Customer Story
In Conversation With
CEO
BioticsAI was founded with a mission to enable obstetricians to provide the highest possible quality of care to expectant mothers. Today, the misdiagnosis rate for fetal malformation can reach over 50%, primarily due to errors made during the ultrasound process. The importance of getting an ultrasound right so doctors and families can make accurate, informed care decisions can't be overstated.
To solve this lifesaving problem, BioticsAI develops models to identify errors when conducting fetal ultrasound screenings, localize problematic anatomical views, identify fetal anomalies, generate high-quality documentation, and provide real-time feedback to clinicians.
BioticsAI's models are trained on millions of prenatal images, a complex computer vision use case that requires a high degree of domain expertise when annotating data. Models built on this training data have to be cleared by the FDA and have to work across a variety of demographics and patient-specific situations. As a result, BioticsAI needs a large volume of high quality data to meet the exceptionally high standards required for product development.
At the end of the day, the value we're providing is novel machine learning algorithms that can solve problems for patients. None of that is possible without being able to create proprietary datasets that are highly accurate and labeled in an efficient, compliant, and streamlined way.
Robhy Bustami, CEO
High quality models depend on high quality training data, continuous evaluation and fine-tuning. That's especially true when it comes to problem spaces such as healthcare, which require domain expertise and traceability.
"Our product depends on our ability to efficiently generate a large volume of novel, accurately-labeled ultrasound imagery," explained Robhy Bustami, CEO of BioticsAI. "There are no publicly available prenatal ultrasound datasets that meet our needs in terms of volume and diversity, so we had to start from scratch and build a proprietary dataset."
To enable accurate models and meet regulatory requirements, Robhy knew that having a human in the loop during model development was a must as they started looking at annotation solutions. "We need highly qualified annotators, typically medical students, to label the bulk of the data, as well as board-certified physicians that specialize in medical imaging to review the annotators' work and sign off on our datasets."
From an efficiency standpoint, the company wanted to pre-annotate as much of the data as possible with existing models developed internally, as well as quickly organize, prioritize, and prepare tasks for annotators.
The company initially evaluated desktop applications, but quickly found them lacking in quite a few areas including transparency, the ability to monitor agreement across annotators, and the ability to enable annotation review by physicians. They then turned to evaluating cloud-based annotation solutions like Labelbox but also found that they were missing key features, particularly for the computer vision use case that they had.

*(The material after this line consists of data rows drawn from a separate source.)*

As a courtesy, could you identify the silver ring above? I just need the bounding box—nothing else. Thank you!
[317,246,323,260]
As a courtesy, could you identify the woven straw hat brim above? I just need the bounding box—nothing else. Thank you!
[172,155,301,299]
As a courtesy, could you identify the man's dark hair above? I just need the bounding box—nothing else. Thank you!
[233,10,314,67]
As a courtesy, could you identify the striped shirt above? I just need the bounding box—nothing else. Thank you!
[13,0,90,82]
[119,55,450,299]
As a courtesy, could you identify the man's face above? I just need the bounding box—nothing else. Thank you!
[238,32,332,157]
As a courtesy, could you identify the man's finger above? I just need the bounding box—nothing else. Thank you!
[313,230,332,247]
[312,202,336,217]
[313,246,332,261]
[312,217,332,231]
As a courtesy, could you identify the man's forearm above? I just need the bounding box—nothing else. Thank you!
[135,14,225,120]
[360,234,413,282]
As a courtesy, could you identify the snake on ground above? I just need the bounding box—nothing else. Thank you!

Robhy chose Label Studio because "it accomplished everything we needed to do from a feature/functionality standpoint." Notably, Label Studio's support for pixel-wise semantic segmentation enabled BioticsAI to annotate ultrasound images down to the pixel level. The company was also attracted to the open source model for transparency and to future proof support for a broader range of capabilities as the company grew.
Using Label Studio community edition, BioticsAI quickly scaled their annotation to millions of images over the first 2 years. But this growth came with challenges.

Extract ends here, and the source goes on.